The perfect play should challenge your psyche and take you out of yourself, leaving you in a daze of emotion.

This is exactly what Caryl Churchill's plays do, and the Crucible showed three of her plays - Cloud Nine (Crucible) and Fen / Far Away (studio) as part of a Caryl Churchill season.

Churchill (not he of fighting on beaches and cigar fame) had her first play performed in 1958 at the age of 20.

But it was in the late '70s that she found fame with the plays Cloud Nine and Top Girls.
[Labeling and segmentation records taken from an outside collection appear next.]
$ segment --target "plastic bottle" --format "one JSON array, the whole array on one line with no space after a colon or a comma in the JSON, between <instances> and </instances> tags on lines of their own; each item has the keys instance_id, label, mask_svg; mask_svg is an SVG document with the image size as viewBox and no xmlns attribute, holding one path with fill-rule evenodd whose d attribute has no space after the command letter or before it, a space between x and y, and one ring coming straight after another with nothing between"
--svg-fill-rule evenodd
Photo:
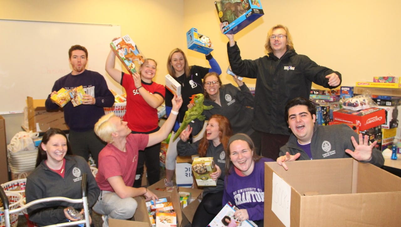
<instances>
[{"instance_id":1,"label":"plastic bottle","mask_svg":"<svg viewBox=\"0 0 401 227\"><path fill-rule=\"evenodd\" d=\"M398 140L396 139L394 140L394 142L393 143L393 148L391 149L391 159L393 160L397 160L397 143L398 143Z\"/></svg>"}]
</instances>

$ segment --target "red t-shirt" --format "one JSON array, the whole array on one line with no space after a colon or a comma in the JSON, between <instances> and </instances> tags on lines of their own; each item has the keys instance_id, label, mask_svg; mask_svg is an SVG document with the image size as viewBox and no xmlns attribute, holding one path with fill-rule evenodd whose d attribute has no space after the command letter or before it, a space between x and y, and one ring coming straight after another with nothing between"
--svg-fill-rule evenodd
<instances>
[{"instance_id":1,"label":"red t-shirt","mask_svg":"<svg viewBox=\"0 0 401 227\"><path fill-rule=\"evenodd\" d=\"M107 179L115 176L121 176L126 186L134 185L138 164L138 151L145 149L149 141L149 135L130 134L126 139L126 152L108 143L99 153L99 168L96 180L101 190L114 191Z\"/></svg>"},{"instance_id":2,"label":"red t-shirt","mask_svg":"<svg viewBox=\"0 0 401 227\"><path fill-rule=\"evenodd\" d=\"M132 76L124 73L122 85L127 92L127 111L123 120L128 122L128 128L136 132L147 132L155 129L159 122L157 109L150 106L139 94ZM164 86L154 82L148 84L143 81L142 85L151 94L158 94L164 98Z\"/></svg>"}]
</instances>

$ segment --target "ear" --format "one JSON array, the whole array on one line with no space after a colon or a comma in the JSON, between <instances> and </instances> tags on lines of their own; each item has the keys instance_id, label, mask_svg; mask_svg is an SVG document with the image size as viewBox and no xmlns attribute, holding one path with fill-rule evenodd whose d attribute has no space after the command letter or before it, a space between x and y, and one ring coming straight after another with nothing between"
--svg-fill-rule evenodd
<instances>
[{"instance_id":1,"label":"ear","mask_svg":"<svg viewBox=\"0 0 401 227\"><path fill-rule=\"evenodd\" d=\"M46 151L46 145L43 143L41 143L41 146L43 151Z\"/></svg>"}]
</instances>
Her acerbic wit and hilarious characters are both unique and unforgettable; whose conversations have the audience in stitches.

Cloud Nine

Cloud Nine (directed by Anna Mackmin who directed the recent production of The Crucible) is a play of two very distinct halves.

The first half is set in a Victorian Colonial Africa, with plenty of stiff upper lips hiding some deeper, darker and more passionate emotions, revealing not so much love triangles but love nonagons.

Daniel Evans as Betty
Daniel Evans as Betty in Cloud Nine

Uncle Harry loves Betty, the mother, has had 'interludes' with Edward, the son, kisses Clive, the husband and finally marries the lesbian governess.
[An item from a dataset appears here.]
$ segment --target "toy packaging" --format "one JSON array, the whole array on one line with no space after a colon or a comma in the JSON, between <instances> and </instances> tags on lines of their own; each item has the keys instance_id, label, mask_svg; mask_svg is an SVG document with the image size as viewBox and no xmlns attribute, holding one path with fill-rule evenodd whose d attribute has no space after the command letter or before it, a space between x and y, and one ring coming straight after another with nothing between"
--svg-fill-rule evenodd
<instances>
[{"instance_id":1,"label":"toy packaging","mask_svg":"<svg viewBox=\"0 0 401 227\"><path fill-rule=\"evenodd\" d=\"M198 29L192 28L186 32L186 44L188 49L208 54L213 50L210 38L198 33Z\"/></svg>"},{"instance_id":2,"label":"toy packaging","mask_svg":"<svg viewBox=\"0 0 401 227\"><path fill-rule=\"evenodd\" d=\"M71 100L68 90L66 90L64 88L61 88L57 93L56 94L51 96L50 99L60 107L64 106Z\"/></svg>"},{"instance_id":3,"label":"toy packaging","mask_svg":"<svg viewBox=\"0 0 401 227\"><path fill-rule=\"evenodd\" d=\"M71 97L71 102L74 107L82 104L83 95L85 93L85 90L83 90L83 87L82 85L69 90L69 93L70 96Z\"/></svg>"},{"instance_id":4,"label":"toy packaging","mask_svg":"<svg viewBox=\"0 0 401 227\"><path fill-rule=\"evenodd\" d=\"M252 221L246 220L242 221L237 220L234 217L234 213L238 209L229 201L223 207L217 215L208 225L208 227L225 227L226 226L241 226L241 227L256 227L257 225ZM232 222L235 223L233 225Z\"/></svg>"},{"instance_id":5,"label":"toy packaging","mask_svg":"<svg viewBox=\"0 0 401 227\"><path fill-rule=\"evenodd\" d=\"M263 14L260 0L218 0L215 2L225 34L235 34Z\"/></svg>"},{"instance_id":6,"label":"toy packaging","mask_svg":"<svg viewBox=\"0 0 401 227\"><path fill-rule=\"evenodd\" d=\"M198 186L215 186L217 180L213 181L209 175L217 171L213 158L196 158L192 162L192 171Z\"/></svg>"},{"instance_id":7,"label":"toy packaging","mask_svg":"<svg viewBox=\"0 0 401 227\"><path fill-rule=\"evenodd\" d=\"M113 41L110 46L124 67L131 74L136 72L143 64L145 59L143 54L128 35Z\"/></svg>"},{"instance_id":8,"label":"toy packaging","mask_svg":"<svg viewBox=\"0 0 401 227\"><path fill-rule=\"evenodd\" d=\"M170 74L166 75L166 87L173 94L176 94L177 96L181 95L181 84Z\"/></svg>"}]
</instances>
In the second half we see some of the same characters, one generation on. Edward is grown up and we are transported to a more sexually relaxed 1970s London.

With some of the same characters appearing as ghosts, it reminds the audience of characters and their previous subdued lives.

The play works on a hundred levels, it challenges sexual, political and racial issues and reveals the darker side to British colonial life. But ultimately it is blooming good laugh.

Churchill knows the exact balance between pathos and hilarity with some fantastic character acting.

Particularly from Paul Ritter who played both an emotional major and an over-excited seven-year-old girl, and Lucy Briers as the repressed wife then the liberated grandmother.

Fen

Fen (directed by Simon Cox) is set in a field of potatoes, in the Norfolk Fens, focussing on the lives of local community and the conversations they have.

And this is what Churchill does best, conversation, down to earth natters that include razor sharp comic delivery.

Far Away (also directed by Simon Cox) is one of her later plays and is an apocalyptic vision of a world at war with itself.